Of Cemeteries and Graveyards
I had never been – or at least had no recollection of ever being – inside a cemetery until I visited the Old City Cemetery in Tallahassee when I was in college, but I had always been drawn to them. To how quiet and peaceful they seem, how respectful of the eternal silence in which its inhabitants find themselves.
The Old Jewish Cemetery in Prague is a bit different in this regard, because since 1787 it no longer functions as a cemetery and is today part of the Jewish Museum in Prague.
Located in the Josefov quarter of Prague (which I wrote about here), the Old Jewish Cemetery is the largest Jewish cemetery in Europe and was originally founded in the first half of the 15th century – the oldest grave is dated to 1439.
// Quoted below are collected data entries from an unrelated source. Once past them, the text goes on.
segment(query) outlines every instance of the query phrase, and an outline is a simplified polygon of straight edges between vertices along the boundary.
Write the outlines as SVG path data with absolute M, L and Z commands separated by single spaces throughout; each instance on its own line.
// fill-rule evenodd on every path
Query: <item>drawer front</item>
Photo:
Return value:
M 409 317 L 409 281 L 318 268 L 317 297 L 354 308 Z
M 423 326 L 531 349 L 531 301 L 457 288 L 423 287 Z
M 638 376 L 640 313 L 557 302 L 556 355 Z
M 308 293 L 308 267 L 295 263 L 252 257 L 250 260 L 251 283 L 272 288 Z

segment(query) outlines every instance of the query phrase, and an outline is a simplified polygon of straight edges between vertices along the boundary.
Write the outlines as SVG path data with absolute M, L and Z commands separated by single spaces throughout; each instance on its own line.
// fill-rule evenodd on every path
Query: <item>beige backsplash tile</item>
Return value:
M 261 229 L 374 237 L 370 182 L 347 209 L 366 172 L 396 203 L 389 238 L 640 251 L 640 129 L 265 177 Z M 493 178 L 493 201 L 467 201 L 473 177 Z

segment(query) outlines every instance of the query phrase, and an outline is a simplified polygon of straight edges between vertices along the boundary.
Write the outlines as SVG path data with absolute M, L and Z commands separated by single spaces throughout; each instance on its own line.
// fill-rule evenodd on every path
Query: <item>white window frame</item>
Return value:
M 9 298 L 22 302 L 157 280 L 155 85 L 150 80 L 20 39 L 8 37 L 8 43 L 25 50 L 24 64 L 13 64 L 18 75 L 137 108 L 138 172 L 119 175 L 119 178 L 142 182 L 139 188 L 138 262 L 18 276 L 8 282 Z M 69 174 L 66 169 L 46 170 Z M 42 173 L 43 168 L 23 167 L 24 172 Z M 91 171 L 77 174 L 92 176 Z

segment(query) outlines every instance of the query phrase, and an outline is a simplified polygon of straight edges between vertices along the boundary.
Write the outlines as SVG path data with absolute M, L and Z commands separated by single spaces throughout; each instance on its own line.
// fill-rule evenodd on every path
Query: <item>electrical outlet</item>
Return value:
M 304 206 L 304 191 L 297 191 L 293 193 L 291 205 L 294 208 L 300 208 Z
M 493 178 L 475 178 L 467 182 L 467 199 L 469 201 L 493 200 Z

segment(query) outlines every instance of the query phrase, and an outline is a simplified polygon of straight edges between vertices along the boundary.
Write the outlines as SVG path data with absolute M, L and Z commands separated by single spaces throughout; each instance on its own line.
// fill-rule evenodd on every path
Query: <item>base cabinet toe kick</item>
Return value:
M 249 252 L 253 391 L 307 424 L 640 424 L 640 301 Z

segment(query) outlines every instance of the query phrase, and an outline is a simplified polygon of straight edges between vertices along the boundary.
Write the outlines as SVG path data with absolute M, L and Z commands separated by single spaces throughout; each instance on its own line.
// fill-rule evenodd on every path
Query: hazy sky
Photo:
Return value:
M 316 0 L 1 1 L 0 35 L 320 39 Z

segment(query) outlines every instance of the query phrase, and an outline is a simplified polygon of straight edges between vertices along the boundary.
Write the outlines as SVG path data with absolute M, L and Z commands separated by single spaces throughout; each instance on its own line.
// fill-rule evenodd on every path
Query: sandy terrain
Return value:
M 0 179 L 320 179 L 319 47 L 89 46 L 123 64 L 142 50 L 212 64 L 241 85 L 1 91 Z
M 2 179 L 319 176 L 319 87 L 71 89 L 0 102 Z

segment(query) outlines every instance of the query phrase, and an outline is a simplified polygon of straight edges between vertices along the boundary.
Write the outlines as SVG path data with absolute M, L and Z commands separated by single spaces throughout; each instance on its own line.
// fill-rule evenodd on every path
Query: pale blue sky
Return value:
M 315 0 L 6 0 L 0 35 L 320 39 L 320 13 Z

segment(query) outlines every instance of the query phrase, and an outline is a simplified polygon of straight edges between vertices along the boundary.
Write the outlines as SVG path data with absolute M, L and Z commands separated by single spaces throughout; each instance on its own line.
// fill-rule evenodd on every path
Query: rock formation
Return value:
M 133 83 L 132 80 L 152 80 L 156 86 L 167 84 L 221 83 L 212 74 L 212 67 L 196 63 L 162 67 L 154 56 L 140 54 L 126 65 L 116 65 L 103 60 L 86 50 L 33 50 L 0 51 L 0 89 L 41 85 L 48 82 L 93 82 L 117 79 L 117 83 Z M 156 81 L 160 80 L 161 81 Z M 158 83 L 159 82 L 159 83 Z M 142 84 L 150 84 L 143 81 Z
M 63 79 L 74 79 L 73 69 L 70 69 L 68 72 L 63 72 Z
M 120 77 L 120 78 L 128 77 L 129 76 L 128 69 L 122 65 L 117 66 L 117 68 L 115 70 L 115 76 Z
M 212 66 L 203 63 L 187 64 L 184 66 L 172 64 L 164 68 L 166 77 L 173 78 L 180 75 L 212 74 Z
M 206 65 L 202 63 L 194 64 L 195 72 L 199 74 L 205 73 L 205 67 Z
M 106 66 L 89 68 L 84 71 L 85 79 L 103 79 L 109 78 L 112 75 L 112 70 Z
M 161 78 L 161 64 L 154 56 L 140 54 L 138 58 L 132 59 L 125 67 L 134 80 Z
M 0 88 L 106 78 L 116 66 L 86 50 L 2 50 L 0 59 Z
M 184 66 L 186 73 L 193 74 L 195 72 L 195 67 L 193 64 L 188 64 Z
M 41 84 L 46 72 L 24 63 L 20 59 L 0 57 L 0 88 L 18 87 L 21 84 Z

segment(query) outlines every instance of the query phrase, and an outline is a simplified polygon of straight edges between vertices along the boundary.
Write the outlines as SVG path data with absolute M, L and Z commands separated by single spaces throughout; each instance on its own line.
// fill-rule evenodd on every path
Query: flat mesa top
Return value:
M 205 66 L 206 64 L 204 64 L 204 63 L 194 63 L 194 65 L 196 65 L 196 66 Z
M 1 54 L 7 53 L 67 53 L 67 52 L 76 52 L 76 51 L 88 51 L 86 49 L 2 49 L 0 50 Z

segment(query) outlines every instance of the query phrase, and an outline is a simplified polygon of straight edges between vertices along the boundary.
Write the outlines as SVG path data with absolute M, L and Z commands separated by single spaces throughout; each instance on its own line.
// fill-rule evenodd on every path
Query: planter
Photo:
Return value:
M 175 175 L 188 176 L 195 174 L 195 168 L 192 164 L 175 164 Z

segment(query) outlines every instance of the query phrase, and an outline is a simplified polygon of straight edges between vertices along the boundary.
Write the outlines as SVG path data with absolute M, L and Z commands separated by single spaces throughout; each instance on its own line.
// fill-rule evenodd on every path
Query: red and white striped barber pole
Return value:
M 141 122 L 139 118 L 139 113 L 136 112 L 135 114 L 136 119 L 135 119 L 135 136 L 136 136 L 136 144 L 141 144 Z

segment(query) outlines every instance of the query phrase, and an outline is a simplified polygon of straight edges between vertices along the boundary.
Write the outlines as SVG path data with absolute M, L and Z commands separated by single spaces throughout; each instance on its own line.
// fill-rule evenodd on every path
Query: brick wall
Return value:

It is not the first Jewish cemetery of Prague, although its predecessor, the “Jewish Garden,” is now lost under the streets of Nové Město (New Town).
What’s truly remarkable about the Old Jewish Cemetery is that what we see is only the top layer of up to twelve. The reason for this being that the cemetery continually struggled with lack of space, and oftentimes the only way to acquire it was to pile new soil on top of what space they already had. I overheard a guide tell a group that those who were considered exceptionally important were moved and kept on the top layers, and there may be as many as 100,000 graves in the cemetery as a whole.
The result is this: a space overcrowded with tombstones, many of them cracked and piling upon their neighbors, all of it made even more haunting by the knowledge of what truly lies beneath the surface.
But I’d be lying if I said I didn’t find it beautiful.